Iliosacral fixation of unstable pelvic fractures does not produce enough stability to allow for immediate postoperative weight bearing. Triangular osteosynthesis creates additional resistance to vertical displacement and rotation. A disadvantage is the loss of the L5/S1 motion segment. We propose a modification of the standard triangular osteosynthesis construct in which the contralateral S1 pedicle is used. As the ipsilateral L5 pedicle is unavailable for fixation in a saw-bones composite pelvic model, we compared ipsilateral and contralateral S1 pedicle screw constructs. We hypothesized that ipsilateral and contralateral S1 pedicle screw constructs would demonstrate no difference in displacement or rotation.Methods:
Seven saw bones pelvic models were tested. A 5-mm vertical fracture gap was created through the left sacrum while the pubic symphysis was completely dissociated. Each pelvis was tested sequentially in 4 triangular osteosynthesis configurations: ipsilateral S1 screw with anterior plate, contralateral S1 screw with anterior plate, contralateral S1 screw without anterior plate, and ipsilateral S1 screw without anterior plate.
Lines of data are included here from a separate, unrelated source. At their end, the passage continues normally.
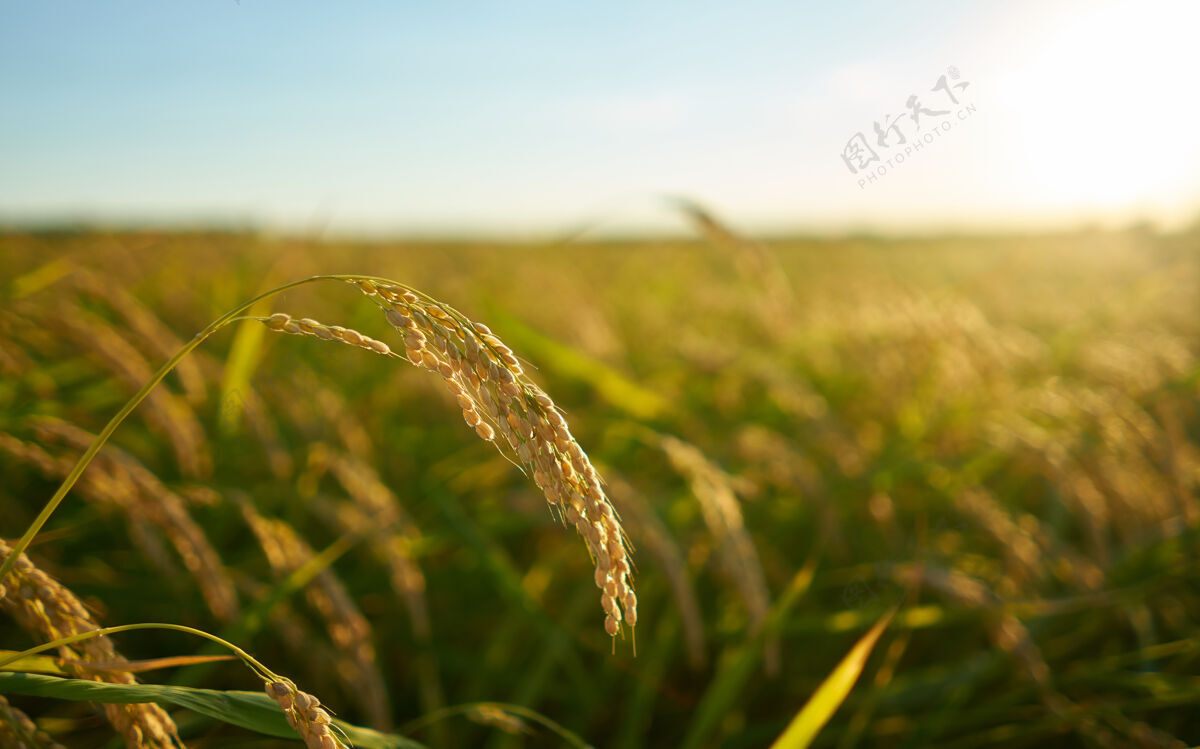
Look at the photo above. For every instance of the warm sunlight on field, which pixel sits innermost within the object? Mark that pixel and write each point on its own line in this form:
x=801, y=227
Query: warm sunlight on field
x=699, y=376
x=999, y=436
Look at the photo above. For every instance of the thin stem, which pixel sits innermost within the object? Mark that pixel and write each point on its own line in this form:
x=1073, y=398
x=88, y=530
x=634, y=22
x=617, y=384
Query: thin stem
x=99, y=442
x=255, y=665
Specimens were cyclically loaded from 100–200 N at 0.25 Hz for 25 cycles and then loaded up to 300 N at 10 mm/min while displacement and rotation at the sacral and pubic fracture sites were measured.Results:
There was no difference in any of the displacement measures between ipsilateral and contralateral constructs. When comparing rotation, the contralateral configuration experienced significantly less rotation than the ipsilateral configuration with and without the anterior plate applied.Conclusions:
Within the limitations of the current model, contralateral S1 constructs for modified triangular osteosynthesis were biomechanically equal to ipsilateral constructs in preventing displacement and superior in preventing rotation.